Ce plan est l'élargissement d'une mesure d'essai déjà imposée à 123 grands groupes, tels que le géant des télécommunications China Mobile ou celui de l'énergie PetroChina, dont la gestion est supervisée par une commission du gouvernement central. L'Etat n'a pas encore dévoilé le ratio de dividendes qu'il imposera, mais il pourrait s'inspirer de celui établi pour ces grandes entreprises : elles lui reversent au maximum 10 % de leurs bénéfices sous forme de dividendes dans des secteurs tels que l'énergie, les télécommunications ou le tabac, et 5 % pour les secteurs moins rentables, dont les transports et la métallurgie.
La Chine compterait environ 110 000 entreprises détenues par le gouvernement central et ses multiples branches ou par les collectivités locales. Héritées du système socialiste, nombre d'entre elles étaient dans le rouge jusqu'aux années 2000. Restructurées, elles ont trouvé le chemin de la rentabilité, mais Pékin a préféré les laisser se remplumer, sous la pression d'un lobbying efficace, et n'a pas exigé d'elles un partage des gains.
Ces sociétés ont donc pu engranger 966 milliards de yuans (107,2 milliards d'euros) de bénéfices en 2009, mais n'en reverser que 99 milliards à l'Etat, et gagner 1 264 milliards de yuans au cours des seuls huit premiers mois de l'année 2010. A cet avantage s'ajoutent des barrières réglementaires empêchant l'entrée de concurrents potentiels sur le marché.
Les acteurs sociaux estiment la situation injuste, car ces entités appartiennent à la communauté et prospèrent grâce au consommateur chinois, mais reversent peu à l'Etat, dans un pays qui peine pourtant à mettre en place des systèmes de santé et de retraites accessibles à tous. " Les grandes entreprises ne contribuent pas assez. Elles engrangent désormais des profits supérieurs à 1 000 milliards de yuans par an, mais n'en reversent qu'une infime partie à la sécurité sociale ", s'agace Liu Kaiming, spécialiste de la responsabilité sociale des entreprises et fondateur de l'Institut d'observation contemporaine.
A la place, elles peuvent réinvestir dans leurs capacités productives. Certaines ont même placé leur argent dans l'immobilier, très rentable, ce qui leur a valu les réprimandes d'un gouvernement qui n'arrive pas à enrayer la hausse des prix des logements.
Pékin devra trouver un équilibre pour ne pas porter atteinte à leur développement, alors qu'elles ont été maintenues sous couveuse, ce qui justifiera des ratios de dividendes faibles, qui ne devraient pas excéder 30 % de leurs bénéfices à terme. " Si le gouvernement décidait de leur faire payer le vrai prix, je doute de leur rentabilité, même si elle semble spectaculaire à l'heure actuelle ", explique Zhang Jun, professeur d'économie à l'université Fudan, à Shanghaï.

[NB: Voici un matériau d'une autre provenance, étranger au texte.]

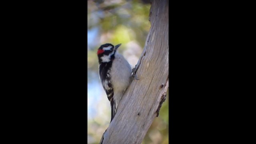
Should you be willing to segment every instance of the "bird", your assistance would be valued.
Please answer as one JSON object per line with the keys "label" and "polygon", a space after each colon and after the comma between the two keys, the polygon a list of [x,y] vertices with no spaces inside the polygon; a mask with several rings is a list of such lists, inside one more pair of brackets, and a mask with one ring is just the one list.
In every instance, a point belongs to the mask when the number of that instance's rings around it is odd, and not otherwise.
{"label": "bird", "polygon": [[130,64],[118,52],[121,44],[114,46],[111,44],[105,44],[102,45],[97,52],[100,79],[110,103],[110,122],[116,113],[124,92],[130,84],[132,73]]}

Comme dans beaucoup de pays, ces dividendes abonderont directement les comptes publics. " Cette mesure était attendue et nécessaire. Ce sera un coussin d'argent conséquent pour l'Etat, qui devra ensuite décider en interne à quoi il le consacre ", explique Jean-François Huchet, économiste et directeur du Centre français d'études sur la Chine contemporaine à Hongkong.
Demande intérieure
Les observateurs sont tentés de lire, dans cette mise à contribution des grands groupes publics au budget de l'Etat, un avant-goût de la tendance du douzième plan quinquennal, qui guidera les pas de la deuxième puissance économique mondiale jusqu'en 2016. Son annonce est prévue pour le début de 2011, mais ses rédacteurs évoquent déjà son fil conducteur dans la presse chinoise : réorienter l'économie vers la demande intérieure plutôt que de se focaliser sur les exportations à bas coût et, surtout, s'assurer que la croissance est " inclusive ", pour répondre à un certain mécontentement des citoyens. En clair, s'assurer que le développement économique soit mis au service du progrès social.